The End of Advertising As We Know It by Michael Wolff postulates that as more and more advertising moves to digital media, there will be less and less awareness and brand-based advertising. Digital media has proven to be very good for “moving the cash register closer to the customer” but not very good at creating desire through brand building, says Wolff. And our ability to avoid ads on TV, either through DVR or subscription fees, means fewer eyeballs are available for those brand-building ads to make their impact.
So is Wolff right? Is the wolf at the door for advertising agencies who are good at the big idea that tells a story (versus those best at click and buy)? Not so fast. Yes, there is a sea change occurring, yes, we have to get better at all forms of advertising, yes measurability is a good thing. But that shift doesn’t mean we’re different kinds of human beings. We still want our emotions touched, our hearts moved, and our spirits engaged. We need both the bean counters who micro-target people and test a/b versions of calls to action, and the storytellers who can make you fall in love with products.

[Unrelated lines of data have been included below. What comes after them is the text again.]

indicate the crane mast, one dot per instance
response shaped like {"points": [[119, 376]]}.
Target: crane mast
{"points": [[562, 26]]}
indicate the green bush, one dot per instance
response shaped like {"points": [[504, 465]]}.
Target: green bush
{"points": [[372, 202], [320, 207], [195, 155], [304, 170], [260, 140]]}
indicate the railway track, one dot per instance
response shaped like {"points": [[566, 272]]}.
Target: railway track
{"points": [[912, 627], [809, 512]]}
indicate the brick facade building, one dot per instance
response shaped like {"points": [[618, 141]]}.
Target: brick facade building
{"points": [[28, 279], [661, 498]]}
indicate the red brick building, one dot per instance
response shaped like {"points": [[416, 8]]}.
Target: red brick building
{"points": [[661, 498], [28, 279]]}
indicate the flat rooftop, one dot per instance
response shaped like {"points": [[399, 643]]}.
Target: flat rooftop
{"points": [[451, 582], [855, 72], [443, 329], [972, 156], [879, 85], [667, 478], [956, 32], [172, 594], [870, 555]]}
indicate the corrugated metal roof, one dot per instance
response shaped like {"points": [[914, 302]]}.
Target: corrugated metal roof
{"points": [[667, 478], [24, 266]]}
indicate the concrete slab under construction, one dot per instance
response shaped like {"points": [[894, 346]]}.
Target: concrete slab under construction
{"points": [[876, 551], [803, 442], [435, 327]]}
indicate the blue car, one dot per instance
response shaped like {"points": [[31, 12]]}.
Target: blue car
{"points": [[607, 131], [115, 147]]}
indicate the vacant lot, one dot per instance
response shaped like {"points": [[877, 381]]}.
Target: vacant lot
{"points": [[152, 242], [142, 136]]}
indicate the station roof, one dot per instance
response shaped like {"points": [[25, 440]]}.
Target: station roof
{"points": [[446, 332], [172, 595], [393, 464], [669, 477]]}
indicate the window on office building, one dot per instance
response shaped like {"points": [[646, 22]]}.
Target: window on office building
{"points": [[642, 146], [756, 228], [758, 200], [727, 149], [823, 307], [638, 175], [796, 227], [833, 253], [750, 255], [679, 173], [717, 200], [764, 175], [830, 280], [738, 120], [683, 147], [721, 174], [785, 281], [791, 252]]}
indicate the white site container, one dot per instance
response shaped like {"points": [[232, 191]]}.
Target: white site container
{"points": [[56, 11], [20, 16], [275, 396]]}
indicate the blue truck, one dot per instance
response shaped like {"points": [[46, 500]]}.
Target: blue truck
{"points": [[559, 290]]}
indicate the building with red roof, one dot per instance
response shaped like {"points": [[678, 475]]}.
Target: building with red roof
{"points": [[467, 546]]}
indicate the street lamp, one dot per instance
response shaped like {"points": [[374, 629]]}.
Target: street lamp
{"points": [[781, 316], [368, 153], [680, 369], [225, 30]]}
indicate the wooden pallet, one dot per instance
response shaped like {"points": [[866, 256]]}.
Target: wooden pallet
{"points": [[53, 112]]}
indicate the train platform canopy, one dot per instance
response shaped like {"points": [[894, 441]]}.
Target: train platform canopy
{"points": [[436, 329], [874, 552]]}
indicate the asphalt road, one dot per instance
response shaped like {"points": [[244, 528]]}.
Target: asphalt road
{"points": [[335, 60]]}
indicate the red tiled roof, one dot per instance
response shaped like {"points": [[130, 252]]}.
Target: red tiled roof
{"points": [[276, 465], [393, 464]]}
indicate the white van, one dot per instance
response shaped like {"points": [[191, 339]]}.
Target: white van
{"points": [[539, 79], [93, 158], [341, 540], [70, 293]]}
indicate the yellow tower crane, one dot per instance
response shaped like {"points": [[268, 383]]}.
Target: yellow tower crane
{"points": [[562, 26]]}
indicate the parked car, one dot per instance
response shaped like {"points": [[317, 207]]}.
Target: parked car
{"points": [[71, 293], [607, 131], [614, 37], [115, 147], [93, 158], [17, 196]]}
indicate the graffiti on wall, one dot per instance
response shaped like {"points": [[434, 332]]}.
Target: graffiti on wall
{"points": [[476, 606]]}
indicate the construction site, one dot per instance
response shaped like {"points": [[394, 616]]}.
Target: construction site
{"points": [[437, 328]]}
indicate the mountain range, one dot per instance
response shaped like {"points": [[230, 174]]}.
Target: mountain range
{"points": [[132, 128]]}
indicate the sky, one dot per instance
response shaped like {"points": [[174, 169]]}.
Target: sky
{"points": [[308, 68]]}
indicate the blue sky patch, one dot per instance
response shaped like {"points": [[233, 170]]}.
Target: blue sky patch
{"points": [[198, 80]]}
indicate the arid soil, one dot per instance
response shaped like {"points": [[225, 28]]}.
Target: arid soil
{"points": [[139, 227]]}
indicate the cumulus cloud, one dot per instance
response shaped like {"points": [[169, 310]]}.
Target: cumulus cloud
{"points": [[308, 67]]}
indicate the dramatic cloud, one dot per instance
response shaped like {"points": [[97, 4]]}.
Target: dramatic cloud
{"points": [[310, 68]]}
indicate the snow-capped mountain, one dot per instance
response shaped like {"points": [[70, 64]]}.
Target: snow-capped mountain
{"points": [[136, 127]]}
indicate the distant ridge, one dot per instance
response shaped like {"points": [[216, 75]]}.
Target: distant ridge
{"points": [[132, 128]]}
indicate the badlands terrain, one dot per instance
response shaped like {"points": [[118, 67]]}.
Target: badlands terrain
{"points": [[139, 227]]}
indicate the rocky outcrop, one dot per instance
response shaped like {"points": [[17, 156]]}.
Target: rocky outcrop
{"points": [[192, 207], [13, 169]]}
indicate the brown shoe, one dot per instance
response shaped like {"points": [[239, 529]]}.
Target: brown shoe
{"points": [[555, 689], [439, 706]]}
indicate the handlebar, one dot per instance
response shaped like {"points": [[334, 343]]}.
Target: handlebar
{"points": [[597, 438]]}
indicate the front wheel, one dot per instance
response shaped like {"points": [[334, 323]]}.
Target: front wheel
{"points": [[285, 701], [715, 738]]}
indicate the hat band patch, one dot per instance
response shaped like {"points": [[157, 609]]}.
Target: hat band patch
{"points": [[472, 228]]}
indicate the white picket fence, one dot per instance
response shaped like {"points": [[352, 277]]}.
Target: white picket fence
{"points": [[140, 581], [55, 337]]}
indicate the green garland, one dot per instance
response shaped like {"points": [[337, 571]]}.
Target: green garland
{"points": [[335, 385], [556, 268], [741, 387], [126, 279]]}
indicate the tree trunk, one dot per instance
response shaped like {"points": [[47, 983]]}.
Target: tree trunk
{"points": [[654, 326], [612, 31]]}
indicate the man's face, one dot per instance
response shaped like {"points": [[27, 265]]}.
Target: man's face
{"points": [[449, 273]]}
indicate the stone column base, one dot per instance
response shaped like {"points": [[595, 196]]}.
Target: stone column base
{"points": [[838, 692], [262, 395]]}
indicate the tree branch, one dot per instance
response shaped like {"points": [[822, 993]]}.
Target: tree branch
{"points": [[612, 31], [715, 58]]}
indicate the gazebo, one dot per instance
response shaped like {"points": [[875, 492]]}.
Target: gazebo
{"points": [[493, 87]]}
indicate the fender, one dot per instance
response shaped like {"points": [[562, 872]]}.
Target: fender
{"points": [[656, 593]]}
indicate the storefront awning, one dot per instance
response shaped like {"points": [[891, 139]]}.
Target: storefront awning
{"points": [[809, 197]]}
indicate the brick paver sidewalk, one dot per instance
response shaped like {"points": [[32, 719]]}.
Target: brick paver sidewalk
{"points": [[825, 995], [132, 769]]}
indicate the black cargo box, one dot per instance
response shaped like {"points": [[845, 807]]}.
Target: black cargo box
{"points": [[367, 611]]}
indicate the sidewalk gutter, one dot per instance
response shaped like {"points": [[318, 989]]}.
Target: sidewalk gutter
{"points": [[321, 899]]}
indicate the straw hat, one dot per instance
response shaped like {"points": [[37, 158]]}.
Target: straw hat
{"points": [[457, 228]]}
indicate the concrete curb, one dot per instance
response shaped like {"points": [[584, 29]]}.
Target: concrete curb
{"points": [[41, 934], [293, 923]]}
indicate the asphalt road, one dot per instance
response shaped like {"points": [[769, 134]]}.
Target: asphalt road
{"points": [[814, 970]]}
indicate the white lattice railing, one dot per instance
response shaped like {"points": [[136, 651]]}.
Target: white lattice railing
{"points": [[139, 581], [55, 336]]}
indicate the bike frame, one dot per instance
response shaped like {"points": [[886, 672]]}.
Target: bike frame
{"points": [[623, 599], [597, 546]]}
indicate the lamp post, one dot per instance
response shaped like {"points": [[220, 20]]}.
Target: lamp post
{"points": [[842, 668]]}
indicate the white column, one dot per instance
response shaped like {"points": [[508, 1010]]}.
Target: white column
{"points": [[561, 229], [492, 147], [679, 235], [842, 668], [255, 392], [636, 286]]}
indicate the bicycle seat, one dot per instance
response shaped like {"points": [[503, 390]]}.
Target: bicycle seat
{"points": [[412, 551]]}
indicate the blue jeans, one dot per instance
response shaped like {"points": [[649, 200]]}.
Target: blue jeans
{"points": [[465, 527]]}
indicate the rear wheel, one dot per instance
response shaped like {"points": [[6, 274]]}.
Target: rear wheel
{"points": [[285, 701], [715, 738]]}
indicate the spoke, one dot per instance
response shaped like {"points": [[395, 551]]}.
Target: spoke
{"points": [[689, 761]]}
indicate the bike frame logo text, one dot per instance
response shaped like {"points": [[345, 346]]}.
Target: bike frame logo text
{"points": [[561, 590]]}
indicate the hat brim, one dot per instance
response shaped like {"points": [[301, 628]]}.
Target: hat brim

Because without getting someone’s attention first, your demand and lead generation tactics will fail; and when campaigns don’t run TV ads, sales on the web go down. Even if TV isn’t very measurable (hence in the new paradigm, useless), you can measure sales. As Bob Hoffman, blogging under The Ad Contrarian, says: “If the message is right, who cares what screen people see it on? If the message is wrong, what difference does it make?” And as Old Spice demonstrated, a good idea can revive a dying brand. Let’s not forget those hunky guy ads started as TV ads!